Closed wutaiqiang closed 4 months ago
Thank you for suggesting this new method. For my better understanding, could you point me to where in the linked repo MoSLoRA is implemented?
Thanks~ I am the author of this paper.
This method is simple, that is, to insert a mixer between lora_A and lora_B.
I use the lora_use_mixer, a bool parameter, to control whether to use the mixer.
https://github.com/wutaiqiang/MoSLoRA/blob/ebc05cddace5ce0d10c610f289c2490a03309492/visual_instruction_tuning/peft/tuners/lora/layer.py#L113 and https://github.com/wutaiqiang/MoSLoRA/blob/ebc05cddace5ce0d10c610f289c2490a03309492/visual_instruction_tuning/peft/tuners/lora/layer.py#L166 show the initialization:
if lora_use_mixer: self.lora_AB[adapter_name] = nn.Linear(r, r, bias=False)
if self.lora_use_mixer[adapter_name]:
nn.init.orthogonal_(self.lora_AB[adapter_name].weight)
nn.init.kaiminguniform(self.lora_AB[adapter_name].weight, a=math.sqrt(5))
There should be two ways~(orthogonal_/kaiminguniform) to initialize the lora_AB (the mixer).

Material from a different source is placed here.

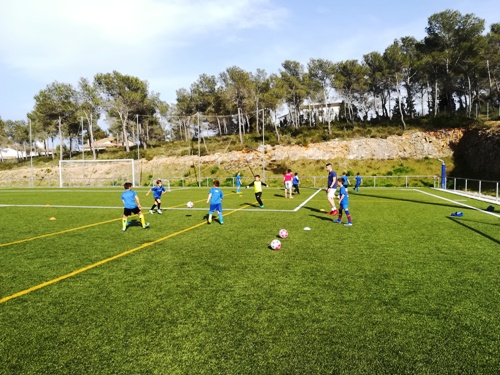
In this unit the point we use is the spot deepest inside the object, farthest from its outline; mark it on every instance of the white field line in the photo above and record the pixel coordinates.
(457, 202)
(307, 200)
(143, 209)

For the forward process, please refer to https://github.com/wutaiqiang/MoSLoRA/blob/ebc05cddace5ce0d10c610f289c2490a03309492/visual_instruction_tuning/peft/tuners/lora/layer.py#L346
Thanks for the pointers. I had looked at your code and searched for "moslora", which didn't have any hits, which is why I didn't spot the changes.
So from my understanding, this is a very straightforward extension of LoRA that adds an extra weight to be multiplied between LoRA A and B. The findings of the paper are that with only a few extra params (as the new weight is only r * r
), the performance can be greatly improved.
I'm fine with going ahead to create a new PR that adds this method. Please ensure to extend the unit tests to encompass this new method. There is probably going to be some extra work required that is not yet in your fork, because we have to ensure that PEFT knows that there is an additional trainable parameter.
Got it, thanks.
Feature request
Paper: Mixture-of-Subspaces in Low-Rank Adaptation
Link: https://arxiv.org/abs/2406.11909
Reference Code: https://github.com/wutaiqiang/MoSLoRA/tree/main/visual_instruction_tuning/peft
Motivation
This paper decomposes LoRA into subspaces via structural re-parameterization and proposes a simple yet effective MoSLoRA method, employing a learnable mixer to fuse more subspaces and more flexibly.
MoSLoRA is computationally efficient, easy to implement, and readily applicable to large language, multimodal, and diffusion models.
Your contribution
I can help to test code or submit a PR